We don't think the magic of going to sleep in New York and waking up in Paris will ever wear off, but that Insta-worthy shot of croissants and café au lait in bed isn't always as bright-eyed and beautiful as the perfect lighting would have you believe. Anyone who's ever had a sleepless night that leads straight into a groggy, site-seeing packed day knows what a toll jet lag can take on any trip. Not even a caffeine-charge from a café au lait can help us at that point—but that doesn't mean all hope is lost! Here are our favorite tactics for avoiding jet lag:
My biggest trick, and this is one I've only adopted within the last year or so, is to be ruthless with getting on your new schedule. I used to be far too lenient and would allow myself to go to sleep for the night at like, 6 p.m., which meant that I'd be bright eyed and bushy-tailed at 2 a.m. And while it's always nice to sleep in, I now set an alarm at a somewhat decent time so that I'm not sleeping for half the morning, even if it means getting slightly less sleep at night. If I'm fading by early afternoon, I'll take a 30-minute nap so that I'm then going to dinner at a normal time and extra tired in hopes of getting a solid night's sleep. For a trip to Paris earlier this year, which was only four days, doing this meant I experienced zero jet lag upon arrival and hardly any once I returned.
Drink lots of water, get as much sleep on the plane as possible (no matter the time of take-off), and then be ruthless about sticking to your new time zone. Then, when that inevitable sleepless night comes (as a chronic insomniac, I can pretty much expect it at this point), I bring packets of Moon Juice's Dream Dust to mix into warm milk to help me fall asleep, as well as melatonin pills. I also prefer to keep my travel days packed so there isn't time to think about exhaustion. On a normal day of travel, I'm out and about from 7 a.m. to midnight. But don't underestimate a short time difference—I'm a firm believer that a four-hour change is worse than a fourteen-hour change. Most importantly, be honest with yourself. I know that I'm always wrecked the day after a cross-country red-eye, so I don't book them anymore, even if it means losing a few hours at my destination—better than losing an entire day!

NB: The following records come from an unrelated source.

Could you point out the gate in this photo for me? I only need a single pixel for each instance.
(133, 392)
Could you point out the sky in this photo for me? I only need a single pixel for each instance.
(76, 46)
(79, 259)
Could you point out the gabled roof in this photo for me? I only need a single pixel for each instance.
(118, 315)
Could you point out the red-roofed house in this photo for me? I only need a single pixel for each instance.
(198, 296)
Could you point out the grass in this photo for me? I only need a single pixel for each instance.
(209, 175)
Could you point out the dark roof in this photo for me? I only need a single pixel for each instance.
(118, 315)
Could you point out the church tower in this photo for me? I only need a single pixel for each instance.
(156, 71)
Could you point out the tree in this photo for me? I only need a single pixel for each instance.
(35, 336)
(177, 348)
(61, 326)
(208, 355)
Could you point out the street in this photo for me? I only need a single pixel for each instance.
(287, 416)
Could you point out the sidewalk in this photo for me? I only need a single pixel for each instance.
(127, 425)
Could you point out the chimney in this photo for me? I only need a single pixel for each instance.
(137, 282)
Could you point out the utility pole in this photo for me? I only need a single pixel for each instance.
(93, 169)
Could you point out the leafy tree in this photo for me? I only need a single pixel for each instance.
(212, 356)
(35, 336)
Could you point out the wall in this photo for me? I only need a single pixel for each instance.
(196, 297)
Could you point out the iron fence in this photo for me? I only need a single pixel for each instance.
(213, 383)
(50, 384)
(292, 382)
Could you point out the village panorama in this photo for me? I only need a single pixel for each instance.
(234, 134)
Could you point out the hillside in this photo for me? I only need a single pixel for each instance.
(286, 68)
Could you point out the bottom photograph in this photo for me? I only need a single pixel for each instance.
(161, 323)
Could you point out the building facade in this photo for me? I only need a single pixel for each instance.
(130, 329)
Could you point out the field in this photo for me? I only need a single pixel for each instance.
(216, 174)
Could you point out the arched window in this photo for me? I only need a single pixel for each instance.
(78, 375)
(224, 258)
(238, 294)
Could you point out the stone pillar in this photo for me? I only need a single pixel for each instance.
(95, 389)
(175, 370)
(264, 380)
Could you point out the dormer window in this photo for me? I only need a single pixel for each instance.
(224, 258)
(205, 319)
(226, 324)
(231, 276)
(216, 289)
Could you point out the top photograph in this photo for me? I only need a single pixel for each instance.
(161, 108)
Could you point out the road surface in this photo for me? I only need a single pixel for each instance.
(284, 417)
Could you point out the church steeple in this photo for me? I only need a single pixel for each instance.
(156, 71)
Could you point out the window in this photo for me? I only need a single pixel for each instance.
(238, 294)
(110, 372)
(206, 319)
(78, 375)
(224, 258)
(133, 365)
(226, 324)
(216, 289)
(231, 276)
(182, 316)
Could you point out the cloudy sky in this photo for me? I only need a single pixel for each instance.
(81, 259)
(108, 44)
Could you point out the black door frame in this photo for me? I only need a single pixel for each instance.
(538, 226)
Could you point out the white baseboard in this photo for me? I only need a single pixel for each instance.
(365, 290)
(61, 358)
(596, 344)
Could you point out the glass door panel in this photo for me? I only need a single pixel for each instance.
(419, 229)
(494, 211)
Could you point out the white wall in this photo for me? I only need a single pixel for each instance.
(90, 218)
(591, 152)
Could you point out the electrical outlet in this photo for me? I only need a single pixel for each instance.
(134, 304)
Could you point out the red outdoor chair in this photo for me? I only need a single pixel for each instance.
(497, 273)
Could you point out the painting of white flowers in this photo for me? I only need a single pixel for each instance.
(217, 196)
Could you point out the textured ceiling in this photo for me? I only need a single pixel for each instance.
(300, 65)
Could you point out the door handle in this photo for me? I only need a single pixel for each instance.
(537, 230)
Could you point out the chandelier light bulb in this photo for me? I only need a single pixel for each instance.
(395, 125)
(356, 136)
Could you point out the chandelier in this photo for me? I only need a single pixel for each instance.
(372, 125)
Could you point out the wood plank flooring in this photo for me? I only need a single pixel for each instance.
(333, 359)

Buying a good travel pillow truly changed the game for me. I've owned several different travel pillows in my lifetime, but they never really worked for me. I could never actually sleep because they weren't firm or supportive enough. A few months back, I was taking a red-eye from LAX, and snagged the only travel pillow available at the closest shop to my gate, and it has changed my life. The pillow I bought is super thick, gives great neck support and allows me to sleep like a baby, even in a middle seat. I have not left the house for a trip without it since I bought it, even for short flights because it makes such a difference. Best impulse airport purchase, ever.
As someone who doesn't need a lot of sleep to feel energetic, I don't typically struggle with jet lag too much. However, when it does hit me, I try to roll with it and not beat myself up for it. Just as a sleepless night spent tossing in bed at home can cause frustration, jet lag causes a multitude of emotions like guilt, irritation (especially if you're traveling with someone else!), and even anger. But I find that if I walk into a vacation not expecting things to transpire in an ultra-specific way—especially during the first few days when you're adjusting to a new place in more ways than one—then I can make the most of and enjoy whatever opportunities I do have to be awake and explore.
I'm going to keep my tip short: The day you depart, shift your internal clock and behavior so it matches with the time zone you're visiting. Get on their schedule before you arrive, keep that schedule.